Obviously the story of this film isn’t strong enough. Producers should think twice before deciding which book of Nicholas Sparks they will adapt. Being the author of The Notebook doesn’t mean that everything he makes is good. I haven’t read Safe Haven but I suppose that is a story where the entire dilemma takes place inside the protagonist mind. That’s a problem because a movie is about what you show and tell, but you can’t show thoughts. So in this movie there isn’t much to tell, just two persons meeting, dating and falling in love. In the end there is a small confrontation but that’s it.

I have no idea how Katie’s character is describe on the book, but I do know that Julianne Hough was a bad choice. This girls looks older than her 24 years old, but when she acts (especially when she talks), is evident that she lacks the maturity and experience to do this kind of character. In Rock of Ages she was the perfect naïve girl moving to the big city, but Katie is something else and she wasn’t the right choice. It gets worse when you put her side by side Josh Duhamel. At his 40 Duhamel is the perfect widow father of two kids, he has the sympathy and charisma to play it, but it doesn’t look like the couple to a 24 years old.  Remember that people thought that he was too young to be the love interest of Sarah Jessica Parker in New Years Eve? Well, is the same here, only that this time he is the one that is too old for her.

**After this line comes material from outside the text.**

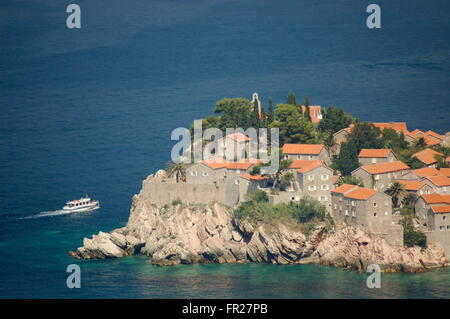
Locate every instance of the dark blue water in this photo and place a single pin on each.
(91, 110)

As a production, there is not much to tell. The soundtrack isn’t something special, the photography is not interesting and the production design is too simple: just a forest, a dock and a couples of stores. It is hard to believe that this is the movie of the three times Oscar nominee, Lasse Hallstrom. The truth is that this movie is hard to watch, it doesn’t have the story or development to last the 112 minutes that last. You can feel every single minute.

Honestly, I can only thing in one kind of audience for this movie: the hard fans of Nicholas Sparks, because doesn’t matter how much the movie will suck, they will enjoy it. Only those fans will enjoy two hours of “nothing happens”. This movie is cataloged by “romance” just because is about to people who fall in love, but is not even romantic.